Installing the development version solves the error like
remotes::install_github("jkeirstead/scholar")
Full local function to fix this error @(mgclaros)
predict_h_index <- function(id, journals = NULL) {
id <- tidy_id(id)
# Getting the h-index and checking for NA
h <- get_profile(id)$h_index
if (is.na(h)) return(NA)
n <- get_num_articles(id) # number of articles written
y <- as.numeric(format(Sys.Date(), "%Y")) - get_oldest_article(id)

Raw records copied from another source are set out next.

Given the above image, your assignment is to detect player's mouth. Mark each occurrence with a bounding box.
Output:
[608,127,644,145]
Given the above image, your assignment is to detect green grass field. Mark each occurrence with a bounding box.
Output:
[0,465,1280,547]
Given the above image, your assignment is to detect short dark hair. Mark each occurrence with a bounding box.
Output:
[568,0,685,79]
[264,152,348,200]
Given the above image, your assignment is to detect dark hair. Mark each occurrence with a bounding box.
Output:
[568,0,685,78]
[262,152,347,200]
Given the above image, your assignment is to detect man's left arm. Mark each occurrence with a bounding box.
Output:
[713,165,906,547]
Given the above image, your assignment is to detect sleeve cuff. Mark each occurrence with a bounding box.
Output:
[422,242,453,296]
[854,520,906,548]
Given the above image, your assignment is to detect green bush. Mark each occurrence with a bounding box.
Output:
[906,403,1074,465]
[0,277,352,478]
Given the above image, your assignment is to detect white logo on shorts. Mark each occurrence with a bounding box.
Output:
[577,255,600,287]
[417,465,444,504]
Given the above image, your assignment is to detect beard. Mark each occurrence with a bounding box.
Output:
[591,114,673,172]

j <- get_num_distinct_journals(id)
# Handle optional journals parameter
if (is.null(journals)) {
q <- get_num_top_journals(id)
} else {
q <- get_num_top_journals(id, journals)
}
# Regression coefficients
coefs <- c(
1, 0.760, 0.373, 0.967, -0.069, 0.018, 0.033,
2, 1.413, 0.781, 0.936, -0.132, 0.018, 0.064,
3, 2.227, 1.105, 0.903, -0.193, 0.027, 0.096,
4, 3.196, 1.386, 0.871, -0.274, 0.039, 0.145,
5, 3.997, 1.578, 0.858, -0.345, 0.063, 0.198,
6, 4.752, 1.671, 0.817, -0.377, 0.117, 0.282,
7, 5.741, 1.761, 0.761, -0.420, 0.170, 0.394,
8, 6.531, 1.796, 0.669, -0.420, 0.252, 0.508,
9, 7.482, 1.653, 0.561, -0.415, 0.383, 0.629,
10, 8.734, 1.326, 0.478, -0.411, 0.522, 0.823
)
coefs.m <- matrix(coefs, nrow=10, byrow=TRUE)
coefs <- coefs.m[,-1]
vals <- c(1, sqrt(n), h, y, j, q)
# Calculate the h-index predictions
h.pred <- coefs %*% vals
h.vals <- c(h, h.pred)
# Check for sensible values
standard.warning <- "You're probably not a neuroscientist. Please read the documentation for information on the limitations of this function."
if (any(diff(h.vals) < 0)) {
warning(paste0("Decreasing h-values predicted. ", standard.warning))
}
if (any(h.vals < 0)) {
warning(paste0("Negative h-values predicted. ", standard.warning))
}
return(data.frame(years_ahead = 0:10, h_index = h.vals))
}
The development version did not function, but the 'alternative' the function worked fine :-) Thanks!